Yoti Shares Sensitive Data While Most Age‑Check Sites Skip Verification

*TL;DR: Yoti, the dominant age‑verification provider, transmits users' facial images, IP addresses and device fingerprints to multiple third parties, while the majority of sites subject to age‑verification statutes fail to enforce any check.

Context The IEEE Symposium on Security and Privacy (May 20, 2026) featured a study by Georgia Tech and UC Irvine researchers titled *Papers Please: A First Look at Age Verification on the Web*. The work examined digital age‑verification practices in the United States, where 25 states have enacted laws requiring online platforms to verify a user’s age before granting access to social media or adult content.

Key Facts - Yoti, a London‑based service, powers age checks for roughly 60 % of compliant websites, including Meta, OnlyFans, Sony PlayStation and TikTok. - The researchers observed that a single verification request can expose a user’s facial photograph, IP address and a device fingerprint to credit‑card processors, IP‑geolocation providers and data‑broker networks. - Assistant Professor Michael A. Specter noted that legislation promises data privacy, yet Yoti’s implementation openly shares the data with fourth‑party entities. - Field measurements revealed that most sites covered by state laws do not actually present an age‑verification gate; many operate without any check at all. - Some sites in states without legal requirements still deploy verification, suggesting a trend toward broader liability avoidance.
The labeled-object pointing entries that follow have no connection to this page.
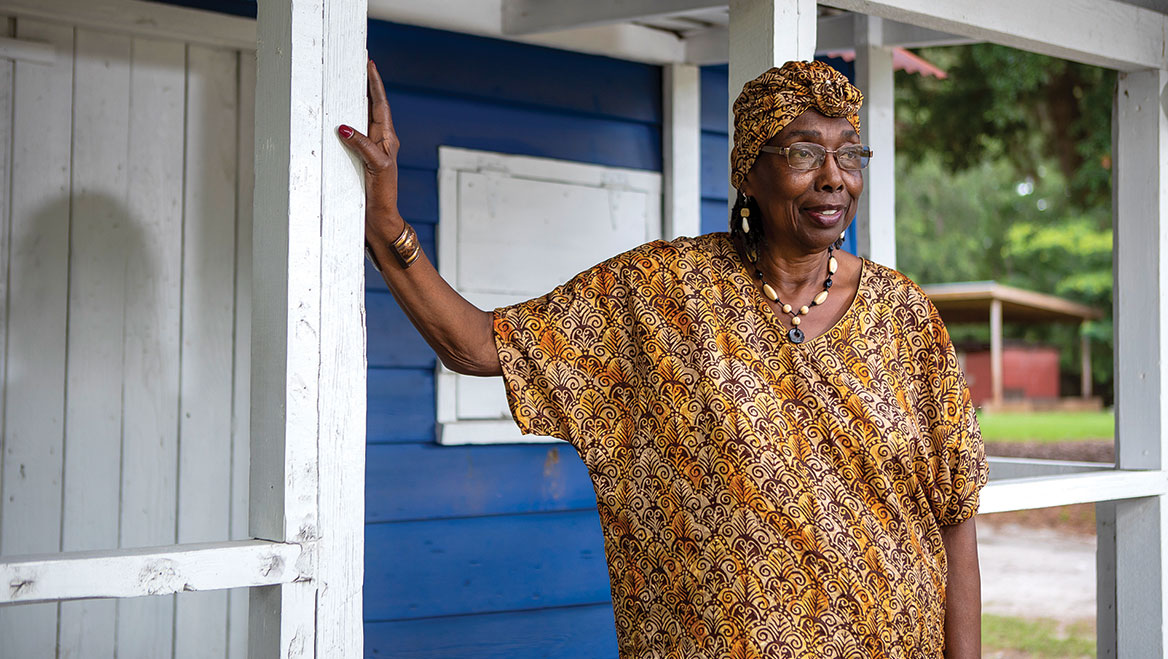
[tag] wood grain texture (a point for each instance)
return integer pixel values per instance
(341, 441)
(150, 409)
(37, 307)
(150, 570)
(414, 481)
(571, 632)
(102, 244)
(208, 325)
(482, 564)
(1083, 30)
(241, 386)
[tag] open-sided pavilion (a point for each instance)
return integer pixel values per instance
(303, 562)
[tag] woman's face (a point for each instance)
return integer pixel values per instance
(806, 209)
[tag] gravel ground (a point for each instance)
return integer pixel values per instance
(1042, 563)
(1036, 573)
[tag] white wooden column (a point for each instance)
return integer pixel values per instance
(764, 34)
(308, 367)
(1140, 199)
(682, 151)
(995, 349)
(876, 229)
(767, 33)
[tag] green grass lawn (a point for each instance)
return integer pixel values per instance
(1047, 425)
(1038, 638)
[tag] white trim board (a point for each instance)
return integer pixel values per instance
(496, 207)
(1043, 492)
(154, 570)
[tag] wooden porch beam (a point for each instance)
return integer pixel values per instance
(530, 16)
(155, 570)
(1105, 33)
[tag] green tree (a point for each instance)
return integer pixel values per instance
(1003, 173)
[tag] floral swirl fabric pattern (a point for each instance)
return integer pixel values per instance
(758, 498)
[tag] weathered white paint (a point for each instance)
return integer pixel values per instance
(876, 229)
(209, 227)
(241, 400)
(35, 51)
(141, 18)
(6, 80)
(1140, 199)
(150, 413)
(767, 33)
(995, 351)
(711, 46)
(1001, 469)
(527, 16)
(1105, 33)
(101, 245)
(1042, 492)
(307, 457)
(37, 305)
(150, 570)
(682, 151)
(340, 561)
(549, 220)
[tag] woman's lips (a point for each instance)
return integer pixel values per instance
(825, 215)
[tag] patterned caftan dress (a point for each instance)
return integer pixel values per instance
(758, 498)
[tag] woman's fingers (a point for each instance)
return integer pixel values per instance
(381, 122)
(376, 158)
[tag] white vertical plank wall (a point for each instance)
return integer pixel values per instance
(682, 110)
(241, 402)
(307, 325)
(99, 238)
(37, 307)
(208, 326)
(1140, 198)
(152, 358)
(7, 26)
(876, 230)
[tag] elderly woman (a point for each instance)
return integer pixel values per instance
(784, 450)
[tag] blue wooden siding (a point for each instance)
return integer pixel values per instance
(715, 122)
(485, 550)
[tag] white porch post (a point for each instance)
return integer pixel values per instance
(682, 151)
(308, 367)
(764, 34)
(1140, 195)
(876, 229)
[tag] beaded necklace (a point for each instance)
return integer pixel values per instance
(795, 335)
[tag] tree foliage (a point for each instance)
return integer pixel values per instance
(1003, 173)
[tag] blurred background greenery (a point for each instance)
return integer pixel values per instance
(1003, 172)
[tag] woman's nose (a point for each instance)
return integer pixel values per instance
(829, 178)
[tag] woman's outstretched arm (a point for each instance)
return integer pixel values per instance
(458, 331)
(963, 591)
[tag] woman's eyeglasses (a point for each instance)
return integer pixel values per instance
(808, 155)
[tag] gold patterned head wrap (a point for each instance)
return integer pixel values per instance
(774, 98)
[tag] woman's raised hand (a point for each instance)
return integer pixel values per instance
(379, 152)
(460, 333)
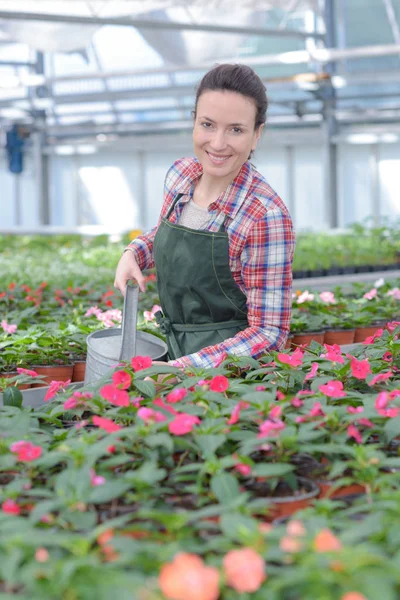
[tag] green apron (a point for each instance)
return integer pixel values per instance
(202, 304)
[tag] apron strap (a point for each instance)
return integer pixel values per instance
(171, 208)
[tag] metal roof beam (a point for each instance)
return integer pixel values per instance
(154, 24)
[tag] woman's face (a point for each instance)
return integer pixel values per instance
(223, 133)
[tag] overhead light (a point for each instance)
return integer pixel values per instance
(64, 150)
(33, 79)
(9, 81)
(362, 138)
(389, 138)
(86, 149)
(338, 81)
(294, 58)
(13, 113)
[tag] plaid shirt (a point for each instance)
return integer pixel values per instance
(261, 248)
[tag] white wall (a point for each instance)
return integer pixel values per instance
(122, 188)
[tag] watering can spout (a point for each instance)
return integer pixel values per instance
(129, 322)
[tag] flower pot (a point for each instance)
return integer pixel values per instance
(283, 502)
(339, 336)
(327, 489)
(362, 333)
(53, 373)
(21, 386)
(78, 373)
(307, 337)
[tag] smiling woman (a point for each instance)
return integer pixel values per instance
(223, 246)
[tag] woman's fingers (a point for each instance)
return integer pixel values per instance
(128, 269)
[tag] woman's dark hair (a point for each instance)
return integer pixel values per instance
(240, 79)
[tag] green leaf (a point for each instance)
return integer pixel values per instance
(225, 487)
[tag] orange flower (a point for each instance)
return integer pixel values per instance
(325, 541)
(244, 570)
(188, 578)
(290, 544)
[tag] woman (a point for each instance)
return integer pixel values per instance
(224, 243)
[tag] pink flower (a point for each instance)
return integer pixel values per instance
(293, 360)
(234, 418)
(244, 570)
(183, 424)
(271, 428)
(26, 451)
(96, 480)
(22, 371)
(370, 339)
(328, 297)
(115, 396)
(7, 327)
(149, 415)
(141, 362)
(220, 359)
(353, 432)
(305, 297)
(149, 315)
(219, 383)
(333, 389)
(359, 368)
(312, 373)
(275, 412)
(381, 377)
(121, 380)
(107, 424)
(333, 353)
(395, 292)
(353, 410)
(10, 507)
(176, 395)
(371, 294)
(54, 388)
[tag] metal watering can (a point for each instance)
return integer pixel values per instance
(106, 348)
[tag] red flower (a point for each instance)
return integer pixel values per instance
(359, 368)
(114, 395)
(219, 383)
(353, 432)
(333, 389)
(293, 360)
(141, 362)
(55, 386)
(121, 380)
(183, 424)
(26, 451)
(22, 371)
(176, 395)
(107, 424)
(10, 507)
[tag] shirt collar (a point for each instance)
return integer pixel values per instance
(234, 195)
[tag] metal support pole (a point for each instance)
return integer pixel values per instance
(291, 187)
(330, 126)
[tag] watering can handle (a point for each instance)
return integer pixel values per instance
(129, 319)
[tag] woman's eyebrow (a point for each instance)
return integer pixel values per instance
(230, 124)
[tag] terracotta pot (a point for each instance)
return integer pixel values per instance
(362, 333)
(53, 373)
(21, 386)
(307, 338)
(78, 373)
(340, 336)
(327, 490)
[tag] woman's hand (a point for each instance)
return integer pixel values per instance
(128, 269)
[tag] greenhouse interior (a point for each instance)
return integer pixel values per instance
(200, 300)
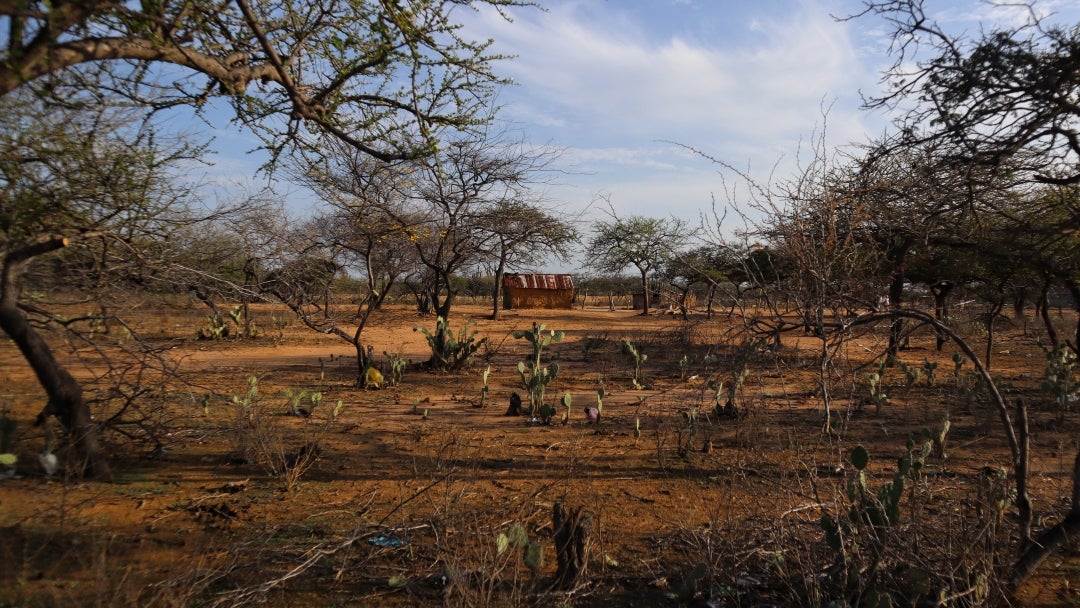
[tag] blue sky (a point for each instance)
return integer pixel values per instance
(612, 82)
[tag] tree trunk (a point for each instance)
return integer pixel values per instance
(1068, 528)
(497, 293)
(896, 327)
(1044, 314)
(571, 545)
(941, 289)
(65, 394)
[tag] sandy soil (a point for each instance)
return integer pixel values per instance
(414, 483)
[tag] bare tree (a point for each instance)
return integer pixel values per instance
(386, 78)
(88, 196)
(638, 241)
(523, 234)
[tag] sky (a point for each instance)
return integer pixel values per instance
(623, 88)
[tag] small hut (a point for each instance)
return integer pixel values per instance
(537, 291)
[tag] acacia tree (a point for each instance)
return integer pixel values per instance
(638, 241)
(360, 231)
(447, 206)
(383, 77)
(89, 196)
(702, 265)
(523, 234)
(1004, 102)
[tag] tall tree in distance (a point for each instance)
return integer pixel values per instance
(639, 241)
(522, 235)
(89, 193)
(386, 78)
(375, 75)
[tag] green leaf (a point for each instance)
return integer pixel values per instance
(517, 537)
(397, 581)
(860, 458)
(534, 556)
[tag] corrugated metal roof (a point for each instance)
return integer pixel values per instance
(538, 281)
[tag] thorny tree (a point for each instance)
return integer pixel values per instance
(84, 199)
(448, 207)
(638, 241)
(383, 77)
(523, 234)
(360, 232)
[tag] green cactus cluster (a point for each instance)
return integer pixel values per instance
(1057, 379)
(515, 538)
(858, 539)
(450, 351)
(395, 367)
(535, 375)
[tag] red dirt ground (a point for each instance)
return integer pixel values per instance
(415, 483)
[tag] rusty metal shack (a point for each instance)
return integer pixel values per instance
(537, 291)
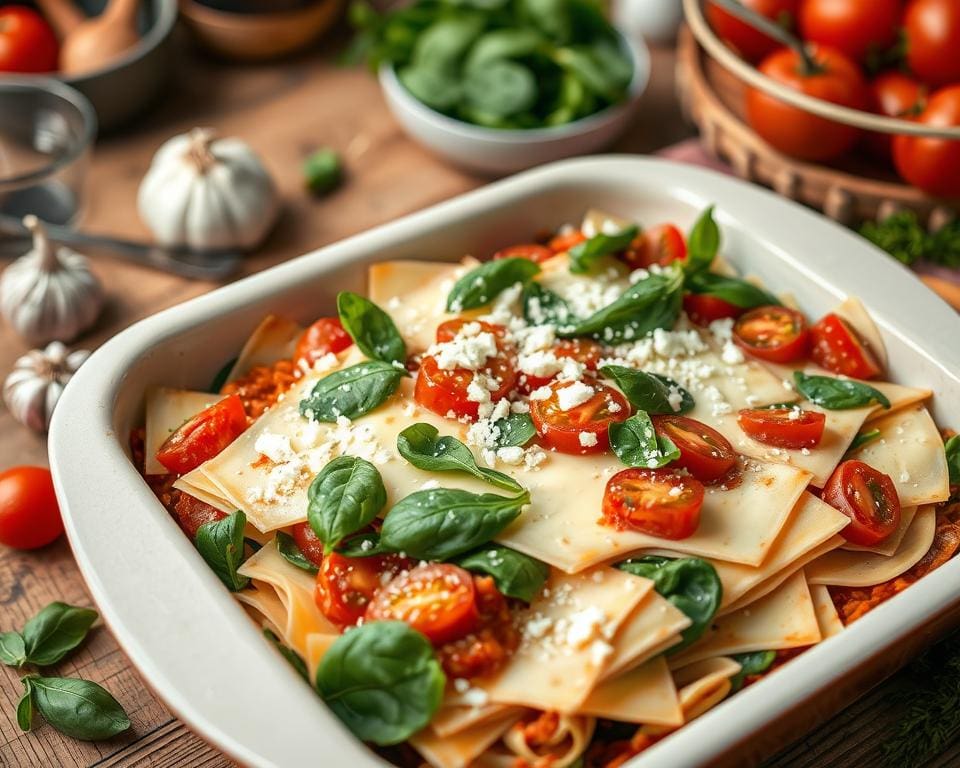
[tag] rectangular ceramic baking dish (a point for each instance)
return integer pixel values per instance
(193, 643)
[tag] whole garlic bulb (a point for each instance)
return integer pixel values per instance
(207, 194)
(49, 293)
(33, 388)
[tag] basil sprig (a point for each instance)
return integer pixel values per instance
(649, 392)
(690, 584)
(421, 445)
(382, 680)
(483, 284)
(347, 495)
(837, 394)
(352, 391)
(371, 328)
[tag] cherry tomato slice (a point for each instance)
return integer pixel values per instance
(868, 497)
(582, 428)
(657, 502)
(836, 347)
(704, 452)
(777, 334)
(438, 600)
(783, 427)
(203, 436)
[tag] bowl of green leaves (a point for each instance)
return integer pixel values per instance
(497, 86)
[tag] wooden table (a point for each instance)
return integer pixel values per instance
(284, 111)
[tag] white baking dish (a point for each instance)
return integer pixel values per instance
(191, 640)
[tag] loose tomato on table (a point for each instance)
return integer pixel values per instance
(868, 497)
(29, 514)
(658, 502)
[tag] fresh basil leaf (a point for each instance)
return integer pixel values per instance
(689, 583)
(289, 551)
(649, 392)
(483, 284)
(441, 523)
(382, 680)
(220, 543)
(584, 255)
(516, 574)
(347, 495)
(420, 445)
(55, 631)
(352, 391)
(837, 394)
(79, 709)
(371, 328)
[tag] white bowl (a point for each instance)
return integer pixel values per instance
(497, 152)
(193, 643)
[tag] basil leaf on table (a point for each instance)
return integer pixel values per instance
(79, 709)
(347, 495)
(649, 392)
(837, 394)
(516, 574)
(220, 543)
(382, 680)
(352, 391)
(689, 583)
(441, 523)
(371, 328)
(483, 284)
(420, 445)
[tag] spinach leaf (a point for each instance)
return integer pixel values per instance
(347, 495)
(689, 583)
(516, 574)
(441, 523)
(837, 394)
(220, 543)
(55, 631)
(382, 680)
(371, 328)
(649, 392)
(79, 709)
(289, 551)
(420, 445)
(483, 284)
(352, 391)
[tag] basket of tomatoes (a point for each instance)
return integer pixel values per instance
(852, 106)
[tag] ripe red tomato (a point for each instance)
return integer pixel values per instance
(868, 497)
(29, 514)
(836, 347)
(853, 27)
(438, 600)
(27, 43)
(583, 428)
(932, 30)
(704, 452)
(933, 165)
(796, 132)
(777, 334)
(783, 427)
(657, 502)
(204, 436)
(752, 44)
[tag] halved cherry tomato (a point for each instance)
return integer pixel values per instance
(583, 428)
(658, 502)
(783, 427)
(203, 436)
(777, 334)
(868, 497)
(438, 600)
(836, 347)
(704, 452)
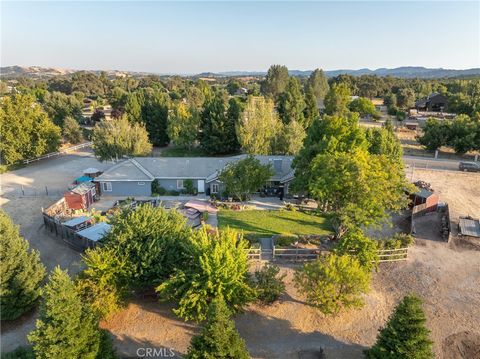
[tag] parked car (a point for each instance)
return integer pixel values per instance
(469, 167)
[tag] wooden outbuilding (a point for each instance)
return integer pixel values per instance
(81, 197)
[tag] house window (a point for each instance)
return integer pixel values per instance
(180, 184)
(107, 186)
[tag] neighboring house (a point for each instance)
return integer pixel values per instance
(435, 102)
(134, 177)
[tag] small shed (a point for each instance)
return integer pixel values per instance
(469, 227)
(91, 235)
(82, 179)
(78, 223)
(92, 172)
(411, 125)
(81, 197)
(424, 196)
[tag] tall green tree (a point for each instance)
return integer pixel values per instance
(382, 141)
(289, 140)
(333, 282)
(116, 139)
(310, 113)
(406, 98)
(337, 100)
(319, 83)
(259, 126)
(435, 134)
(356, 244)
(219, 337)
(327, 135)
(218, 130)
(72, 130)
(219, 268)
(183, 125)
(462, 134)
(21, 271)
(276, 81)
(26, 130)
(153, 242)
(405, 335)
(60, 106)
(359, 189)
(66, 328)
(363, 106)
(244, 177)
(154, 115)
(291, 103)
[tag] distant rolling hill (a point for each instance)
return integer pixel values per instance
(402, 72)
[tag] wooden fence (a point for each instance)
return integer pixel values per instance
(392, 255)
(311, 254)
(254, 253)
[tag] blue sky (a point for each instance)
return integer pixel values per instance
(192, 37)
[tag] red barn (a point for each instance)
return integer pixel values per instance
(81, 197)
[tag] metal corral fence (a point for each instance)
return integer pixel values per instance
(311, 254)
(28, 191)
(53, 154)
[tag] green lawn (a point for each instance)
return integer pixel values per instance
(258, 223)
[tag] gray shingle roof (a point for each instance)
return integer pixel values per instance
(148, 168)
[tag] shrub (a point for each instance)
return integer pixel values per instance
(66, 326)
(219, 337)
(405, 336)
(20, 353)
(333, 282)
(290, 207)
(153, 242)
(104, 282)
(72, 131)
(355, 243)
(284, 241)
(189, 189)
(268, 284)
(219, 267)
(399, 240)
(400, 115)
(21, 271)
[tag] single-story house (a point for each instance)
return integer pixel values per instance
(435, 102)
(134, 176)
(425, 197)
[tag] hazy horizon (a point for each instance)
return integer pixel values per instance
(195, 37)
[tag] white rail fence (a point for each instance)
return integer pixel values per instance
(64, 151)
(311, 254)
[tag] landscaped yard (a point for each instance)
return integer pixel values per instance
(259, 223)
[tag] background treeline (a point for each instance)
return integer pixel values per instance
(228, 115)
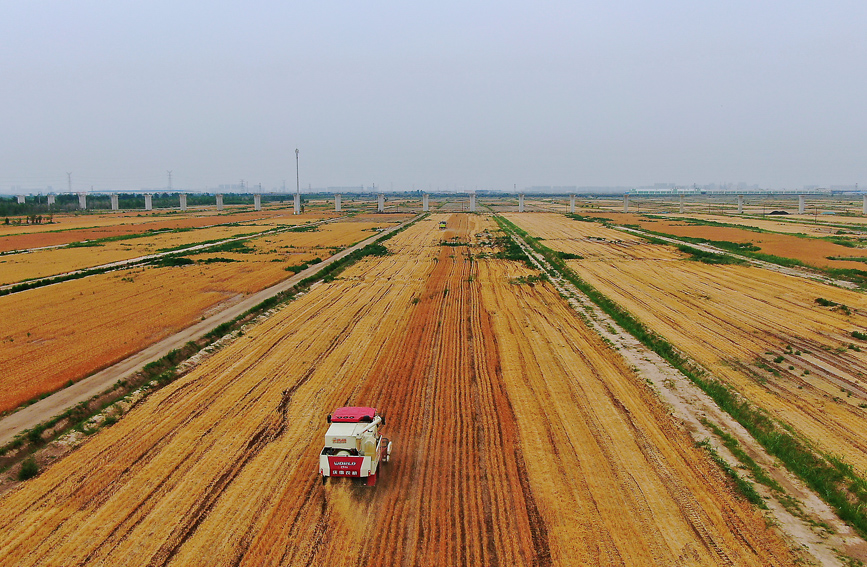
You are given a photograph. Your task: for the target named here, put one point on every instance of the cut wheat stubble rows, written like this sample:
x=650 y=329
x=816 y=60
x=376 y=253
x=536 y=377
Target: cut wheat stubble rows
x=520 y=438
x=738 y=321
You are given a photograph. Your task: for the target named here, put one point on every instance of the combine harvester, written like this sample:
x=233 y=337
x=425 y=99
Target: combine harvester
x=353 y=446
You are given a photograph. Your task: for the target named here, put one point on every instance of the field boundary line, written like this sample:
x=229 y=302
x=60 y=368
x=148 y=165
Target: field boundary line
x=752 y=261
x=96 y=384
x=9 y=289
x=695 y=409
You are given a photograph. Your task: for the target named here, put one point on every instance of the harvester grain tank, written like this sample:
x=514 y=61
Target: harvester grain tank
x=353 y=446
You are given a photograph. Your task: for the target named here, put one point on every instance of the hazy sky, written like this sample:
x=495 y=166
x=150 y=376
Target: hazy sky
x=445 y=94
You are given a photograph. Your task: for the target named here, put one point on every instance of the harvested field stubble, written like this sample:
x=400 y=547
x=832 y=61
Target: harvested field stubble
x=64 y=332
x=519 y=437
x=760 y=331
x=69 y=229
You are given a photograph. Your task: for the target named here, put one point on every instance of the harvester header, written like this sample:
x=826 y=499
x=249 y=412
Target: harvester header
x=353 y=446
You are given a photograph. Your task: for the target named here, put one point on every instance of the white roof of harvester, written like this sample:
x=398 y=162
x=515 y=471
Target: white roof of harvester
x=345 y=429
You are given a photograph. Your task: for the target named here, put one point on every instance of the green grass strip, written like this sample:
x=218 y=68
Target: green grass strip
x=835 y=481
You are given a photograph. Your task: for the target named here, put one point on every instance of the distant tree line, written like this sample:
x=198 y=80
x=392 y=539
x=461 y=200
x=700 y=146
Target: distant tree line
x=35 y=207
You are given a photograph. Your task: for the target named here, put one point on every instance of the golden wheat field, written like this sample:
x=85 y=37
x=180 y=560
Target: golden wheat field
x=761 y=331
x=66 y=331
x=520 y=438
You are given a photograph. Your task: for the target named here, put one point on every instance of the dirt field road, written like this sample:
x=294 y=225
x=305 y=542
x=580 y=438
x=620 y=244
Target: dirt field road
x=519 y=437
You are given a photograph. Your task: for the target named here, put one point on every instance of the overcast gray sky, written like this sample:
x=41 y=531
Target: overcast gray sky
x=447 y=94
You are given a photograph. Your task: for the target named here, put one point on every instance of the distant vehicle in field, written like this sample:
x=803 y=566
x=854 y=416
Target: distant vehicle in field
x=353 y=446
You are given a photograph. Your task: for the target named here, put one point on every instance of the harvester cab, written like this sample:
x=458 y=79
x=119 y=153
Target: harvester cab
x=353 y=446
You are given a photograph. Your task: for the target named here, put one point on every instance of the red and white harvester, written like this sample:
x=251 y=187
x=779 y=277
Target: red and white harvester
x=353 y=446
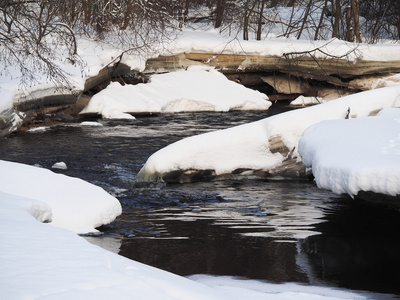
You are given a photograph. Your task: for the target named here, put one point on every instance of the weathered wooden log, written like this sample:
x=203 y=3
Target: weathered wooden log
x=331 y=70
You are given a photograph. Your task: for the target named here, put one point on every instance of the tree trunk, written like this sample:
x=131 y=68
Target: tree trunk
x=350 y=24
x=355 y=5
x=321 y=19
x=337 y=16
x=304 y=19
x=219 y=13
x=259 y=28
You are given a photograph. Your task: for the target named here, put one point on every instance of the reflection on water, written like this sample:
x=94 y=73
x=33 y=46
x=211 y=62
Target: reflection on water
x=255 y=228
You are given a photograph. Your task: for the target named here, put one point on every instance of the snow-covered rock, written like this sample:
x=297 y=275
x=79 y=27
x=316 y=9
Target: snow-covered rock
x=43 y=262
x=183 y=91
x=349 y=156
x=268 y=146
x=75 y=204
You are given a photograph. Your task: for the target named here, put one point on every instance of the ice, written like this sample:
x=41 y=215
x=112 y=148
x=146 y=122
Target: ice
x=247 y=147
x=184 y=91
x=348 y=156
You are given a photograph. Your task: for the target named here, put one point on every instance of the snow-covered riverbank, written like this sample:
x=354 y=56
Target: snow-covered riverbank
x=49 y=261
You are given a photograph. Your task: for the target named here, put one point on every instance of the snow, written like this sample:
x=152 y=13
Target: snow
x=60 y=165
x=246 y=146
x=41 y=212
x=303 y=101
x=348 y=156
x=75 y=204
x=40 y=261
x=184 y=91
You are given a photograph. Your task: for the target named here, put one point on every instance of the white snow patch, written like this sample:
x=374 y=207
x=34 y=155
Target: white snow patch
x=75 y=204
x=91 y=124
x=182 y=91
x=348 y=156
x=60 y=165
x=247 y=146
x=303 y=101
x=43 y=262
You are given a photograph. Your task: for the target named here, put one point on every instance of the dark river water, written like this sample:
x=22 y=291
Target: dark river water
x=274 y=230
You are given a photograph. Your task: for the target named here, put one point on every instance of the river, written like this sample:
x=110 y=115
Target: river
x=274 y=230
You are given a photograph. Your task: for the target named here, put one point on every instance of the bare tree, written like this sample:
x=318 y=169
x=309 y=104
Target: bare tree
x=33 y=40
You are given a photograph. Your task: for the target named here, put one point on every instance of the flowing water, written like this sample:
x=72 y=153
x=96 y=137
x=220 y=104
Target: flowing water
x=274 y=230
What It Means The findings expose a paradox: laws intended to protect minors create a new privacy risk by forcing users to surrender biometric and device data to a supply chain of third parties. For security teams, the data flow expands the attack surface; any breach at a downstream broker could reveal a user’s identity and location. Moreover, the uneven enforcement across states threatens a fragmented U.S. web, where users in one state may face stricter barriers than those in another, complicating compliance and user‑experience strategies.

Mitigations - Conduct a data‑flow audit to identify any third‑party age‑verification services in use and map the information they receive. - Where possible, replace Yoti with in‑house verification that stores only the minimum required data (e.g., date of birth hash) and discards biometric images after validation. - Implement network‑level monitoring for outbound connections to known credit‑card, geolocation and data‑broker domains during verification flows; block unnecessary transmissions. - Update privacy policies to reflect the actual data shared and obtain explicit consent for biometric collection. - Follow emerging guidance from the National Institute of Standards and Technology (NIST) on privacy‑preserving identity verification, and stay alert for any CVEs related to SDKs used by age‑verification vendors.

What to Watch Next Legislators are drafting similar age‑verification rules in additional states and at the federal level. Track upcoming bills and any regulatory guidance that may mandate stricter data‑handling standards for verification providers.